Page MenuHomePhabricator

Allow Diviner to import documentation
Open, Needs TriagePublic

Description

It would be great if Diviner could import documentation from other systems, as JSON or XML. This would allow Diviner to support a wider range of languages.

Event Timeline

joshuaspence updated the task description. (Show Details)
joshuaspence raised the priority of this task from to Needs Triage.
joshuaspence added a subscriber: joshuaspence.

What about the ability to publish arbitrary HTML into Diviner? This is not ideal, but it means that any documentation system can be integrated.

My guess is that we can satisfy this by parsing a small, safe subset of HTML (bold, italics, tt, links).

For HTML documentation that you're aware of, does it contain complex HTML structures (layouts, images, CSS/Javascript)? All the stuff I've ever seen has simple formatting and then maybe some tables. I think we should be able to parse that stuff safely.

We could support arbitrary HTML with some bin/diviner allow-arbitrary-html-in-book example, and then anyone with edit permission could publish arbitrary HTML into it. However, this seems generally ultra-bad and I'd like to avoid it if we possibly can.

Yeah, agreed on avoiding it if possible. I just got asked about CSS documentation which I have no idea about but there are existing tools which spit out HTML. I will look into what would be involved to parse the HTML.

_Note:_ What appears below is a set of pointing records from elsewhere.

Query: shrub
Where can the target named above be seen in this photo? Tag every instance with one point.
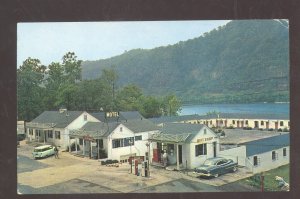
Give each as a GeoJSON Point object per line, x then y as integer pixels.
{"type": "Point", "coordinates": [73, 148]}
{"type": "Point", "coordinates": [285, 130]}
{"type": "Point", "coordinates": [115, 161]}
{"type": "Point", "coordinates": [108, 162]}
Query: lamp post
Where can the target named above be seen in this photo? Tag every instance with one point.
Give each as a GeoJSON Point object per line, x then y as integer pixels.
{"type": "Point", "coordinates": [130, 143]}
{"type": "Point", "coordinates": [148, 158]}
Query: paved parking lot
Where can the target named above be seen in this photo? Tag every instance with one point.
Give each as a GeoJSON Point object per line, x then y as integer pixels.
{"type": "Point", "coordinates": [71, 174]}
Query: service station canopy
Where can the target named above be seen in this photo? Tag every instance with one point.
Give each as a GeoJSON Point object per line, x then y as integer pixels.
{"type": "Point", "coordinates": [162, 137]}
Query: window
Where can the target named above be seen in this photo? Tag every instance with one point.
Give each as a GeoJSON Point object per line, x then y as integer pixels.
{"type": "Point", "coordinates": [200, 149]}
{"type": "Point", "coordinates": [128, 141]}
{"type": "Point", "coordinates": [50, 134]}
{"type": "Point", "coordinates": [136, 138]}
{"type": "Point", "coordinates": [284, 152]}
{"type": "Point", "coordinates": [116, 143]}
{"type": "Point", "coordinates": [255, 161]}
{"type": "Point", "coordinates": [38, 133]}
{"type": "Point", "coordinates": [274, 155]}
{"type": "Point", "coordinates": [57, 135]}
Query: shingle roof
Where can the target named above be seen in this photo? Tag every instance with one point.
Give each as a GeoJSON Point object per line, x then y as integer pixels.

Ah, interesting. The cases I'm familiar with are Javadoc, like this lovely example from Oracle:

/**
 * Graphics is the abstract base class for all graphics contexts
 * which allow an application to draw onto components realized on
 * various devices or onto off-screen images.
 * A Graphics object encapsulates the state information needed
 * for the various rendering operations that Java supports.  This
 * state information includes:
 * <ul>
 * <li>The Component to draw on
 * <li>A translation origin for rendering and clipping coordinates
 * <li>The current clip
 * <li>The current color
 * <li>The current font
 * <li>The current logical pixel operation function (XOR or Paint)
 * <li>The current XOR alternation color
 *     (see <a href="#setXORMode">setXORMode</a>)
 * </ul>
 * <p>
 * Coordinates are infinitely thin and lie between the pixels of the
 * output device.
 * Operations which draw the outline of a figure operate by traversing
 * along the infinitely thin path with a pixel-sized pen that hangs
 * down and to the right of the anchor point on the path.
 * Operations which fill a figure operate by filling the interior
 * of the infinitely thin path.
 * Operations which render horizontal text render the ascending
 * portion of the characters entirely above the baseline coordinate.
 * <p>
 * Some important points to consider are that drawing a figure that
 * covers a given rectangle will occupy one extra row of pixels on
 * the right and bottom edges compared to filling a figure that is
 * bounded by that same rectangle.
 * Also, drawing a horizontal line along the same y coordinate as
 * the baseline of a line of text will draw the line entirely below
 * the text except for any descenders.
 * Both of these properties are due to the pen hanging down and to
 * the right from the path that it traverses.
 * <p>
 * All coordinates which appear as arguments to the methods of this
 * Graphics object are considered relative to the translation origin
 * of this Graphics object prior to the invocation of the method.
 * All rendering operations modify only pixels which lie within the
 * area bounded by both the current clip of the graphics context
 * and the extents of the Component used to create the Graphics object.
 * 
 * @author      Sami Shaio
 * @author      Arthur van Hoff
 * @version     %I%, %G%
 * @since       1.0
 */

This has long struck me as a bizarre decision, but I think there's a lot of that "HTML" in Java-world, and, at least conceptually, it shouldn't be too complicated to write a parser for it since it's more like "10 specific tags from HTML plus the href attribute on links", not exactly HTML5 + JS + CSS.

Ah yeah, I'm not really talking about HTML within the comments themselves (although I'm sure we will have to deal with that as well). Specifically, this is the tool that has I have been referred to: https://github.com/kss-node/kss-node

That looks like it could be pretty complicated to do safely.

We could possibly let you designate a "random documentation HTML stuff" subdomain and then iframe the examples in, although that would take a lot of setup and I think getting the iframe sizes right might be complicated.

Yeah. I will probably end up just writing my own NodeJS script to parse and interpret the CSS documentation.